Knowledge Search
protoPen uses a hybrid search system that combines vector similarity with keyword matching, fused via Reciprocal Rank Fusion (RRF). This provides significantly better retrieval quality than either approach alone.
Stack
| Component | Role |
|---|---|
| SQLite | Core database engine |
| sqlite-vec | Vector similarity search extension (float32 embeddings) |
| FTS5 | Full-text search with BM25 ranking |
| nomic-embed-text / Qwen3-Embedding-0.6B | Embedding model (served via OpenAI-compatible endpoint) |
The knowledge store lives at /sandbox/knowledge/security.db and stores advisories, threat intel, exploits, digests, and their vector embeddings in a single database file.
How Hybrid Search Works
When a query arrives, protoPen runs two independent retrieval paths:
1. Vector Search (Semantic)
- The query is embedded using the configured embedding model (default:
Qwen3-Embedding-0.6B, 1024 dimensions) - sqlite-vec performs approximate nearest-neighbor search against the
knowledge_vecvirtual table - Returns the top-k results ranked by cosine similarity
2. Keyword Search (BM25)
- The query is passed to the FTS5
knowledge_ftsvirtual table - SQLite's built-in BM25 ranking scores documents by term frequency and inverse document frequency
- Returns the top-k results ranked by BM25 score
3. Reciprocal Rank Fusion
The two result lists are merged using RRF:
RRF_score(d) = sum( 1 / (k + rank_i(d)) ) for each retrieval system iwhere k is a constant (default: 60) that controls how much weight is given to top-ranked results versus lower-ranked ones.

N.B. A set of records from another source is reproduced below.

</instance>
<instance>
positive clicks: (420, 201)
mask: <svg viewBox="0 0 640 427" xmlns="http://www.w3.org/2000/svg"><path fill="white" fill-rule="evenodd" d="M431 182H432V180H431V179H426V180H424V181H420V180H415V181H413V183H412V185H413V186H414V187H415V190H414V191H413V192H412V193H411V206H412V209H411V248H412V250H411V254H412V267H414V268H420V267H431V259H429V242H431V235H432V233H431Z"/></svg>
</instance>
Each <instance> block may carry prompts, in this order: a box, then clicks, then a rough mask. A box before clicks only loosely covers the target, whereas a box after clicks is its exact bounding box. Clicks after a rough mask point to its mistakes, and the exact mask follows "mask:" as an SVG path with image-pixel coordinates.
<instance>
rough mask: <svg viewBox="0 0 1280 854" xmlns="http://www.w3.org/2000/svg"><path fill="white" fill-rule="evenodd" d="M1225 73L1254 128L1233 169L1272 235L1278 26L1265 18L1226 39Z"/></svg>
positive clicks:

Documents that appear in both lists get a combined score, pushing truly relevant results to the top. Documents that only appear in one list still surface, but at lower priority.
Search Modes
Configured via knowledge.search_mode in langgraph-config.yaml:
| Mode | Description |
|---|---|
hybrid | Vector + BM25 with RRF fusion (default, recommended) |
vector | Vector similarity only |
keyword | FTS5 keyword search only |
Contextual Enrichment
When knowledge.enrich_chunks is enabled, each chunk is prepended with a contextual header before embedding. This is inspired by Anthropic's "contextual retrieval" technique.
For an advisory chunk, the enrichment step asks the LLM to produce 1-2 sentences that situate the chunk within its parent document:
Given a document and a chunk from it, write 1-2 sentences of context
to situate the chunk within the document for search retrieval.The contextual header is prepended to the chunk text before it is sent to the embedding model. This gives the resulting vector a richer representation of the chunk's meaning in context.

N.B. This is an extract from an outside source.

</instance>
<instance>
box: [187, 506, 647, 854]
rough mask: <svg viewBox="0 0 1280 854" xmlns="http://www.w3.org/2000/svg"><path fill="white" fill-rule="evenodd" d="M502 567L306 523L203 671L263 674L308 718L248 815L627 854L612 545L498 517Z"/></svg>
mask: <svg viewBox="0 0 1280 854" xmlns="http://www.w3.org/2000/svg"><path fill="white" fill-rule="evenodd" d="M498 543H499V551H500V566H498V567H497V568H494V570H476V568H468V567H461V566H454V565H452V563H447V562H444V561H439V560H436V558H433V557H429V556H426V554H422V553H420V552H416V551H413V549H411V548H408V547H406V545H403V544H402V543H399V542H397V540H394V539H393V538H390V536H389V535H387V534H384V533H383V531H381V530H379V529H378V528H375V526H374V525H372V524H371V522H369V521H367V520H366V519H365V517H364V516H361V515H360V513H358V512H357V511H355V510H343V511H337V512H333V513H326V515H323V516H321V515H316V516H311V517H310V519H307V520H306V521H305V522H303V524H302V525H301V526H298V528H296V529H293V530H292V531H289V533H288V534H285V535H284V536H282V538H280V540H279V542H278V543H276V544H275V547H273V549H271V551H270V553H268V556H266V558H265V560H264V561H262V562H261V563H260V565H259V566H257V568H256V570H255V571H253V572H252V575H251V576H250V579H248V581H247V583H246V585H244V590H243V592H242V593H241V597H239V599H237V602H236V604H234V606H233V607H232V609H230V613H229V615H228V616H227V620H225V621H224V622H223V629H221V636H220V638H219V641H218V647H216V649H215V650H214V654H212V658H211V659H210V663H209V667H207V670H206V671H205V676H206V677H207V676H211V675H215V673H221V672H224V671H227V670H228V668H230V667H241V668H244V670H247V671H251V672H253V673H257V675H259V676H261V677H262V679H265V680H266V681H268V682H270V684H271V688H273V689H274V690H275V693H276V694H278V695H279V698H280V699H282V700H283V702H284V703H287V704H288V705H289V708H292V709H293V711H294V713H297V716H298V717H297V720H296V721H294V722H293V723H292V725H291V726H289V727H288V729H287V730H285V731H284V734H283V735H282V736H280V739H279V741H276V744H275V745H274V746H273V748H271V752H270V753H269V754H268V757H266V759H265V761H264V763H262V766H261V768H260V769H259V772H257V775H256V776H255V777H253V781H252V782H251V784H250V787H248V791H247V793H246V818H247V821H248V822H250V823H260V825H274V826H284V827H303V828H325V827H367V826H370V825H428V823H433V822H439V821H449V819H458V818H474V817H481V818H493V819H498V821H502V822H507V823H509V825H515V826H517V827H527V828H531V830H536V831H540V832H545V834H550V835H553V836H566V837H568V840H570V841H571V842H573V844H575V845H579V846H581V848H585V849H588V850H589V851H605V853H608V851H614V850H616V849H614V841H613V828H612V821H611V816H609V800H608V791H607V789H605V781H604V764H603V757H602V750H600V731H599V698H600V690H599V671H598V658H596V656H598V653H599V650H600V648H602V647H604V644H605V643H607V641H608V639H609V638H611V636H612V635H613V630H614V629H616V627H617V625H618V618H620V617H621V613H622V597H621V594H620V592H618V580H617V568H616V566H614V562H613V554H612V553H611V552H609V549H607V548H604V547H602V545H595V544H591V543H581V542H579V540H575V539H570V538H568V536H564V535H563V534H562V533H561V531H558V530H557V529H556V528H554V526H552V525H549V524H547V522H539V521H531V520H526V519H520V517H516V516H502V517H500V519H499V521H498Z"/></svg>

Why Hybrid Beats Vector-Only
Vector search excels at semantic similarity ("find advisories about privilege escalation") but struggles with:
- Exact terms: Searching for
"CVE-2024-3094"or"CVSS 9.8"fails when the embedding does not capture the literal string - Acronyms and jargon: BM25 catches
"RCE","SSRF","PMKID"literally, while vector search may conflate them with related but different concepts - Rare tokens: Embedding models have diminishing returns on rare or novel tokens that appear infrequently in training data
Keyword search excels at exact matching but struggles with:
- Synonyms: "privilege escalation" vs. "vertical access control bypass" vs. "root escalation"
- Paraphrases: "how to exploit this service" vs. "vulnerability exploitation techniques"
- Conceptual queries: "latest wireless attack techniques" has no single keyword to match
RRF fusion captures the strengths of both. In practice, hybrid retrieval consistently outperforms either component alone on the mixed workloads protoPen handles -- from precise CVE lookups to broad threat intelligence queries.
Data Flow
User query
│
├──► Embed query ──► sqlite-vec KNN ──► ranked list A
│
├──► FTS5 BM25 match ──► ranked list B
│
└──► RRF fusion (list A, list B) ──► merged results ──► top-k returnedThe KnowledgeMiddleware in the LangGraph pipeline automatically searches on every turn and injects relevant results into the system prompt as "Security Context", giving the agent access to stored knowledge without explicit tool calls.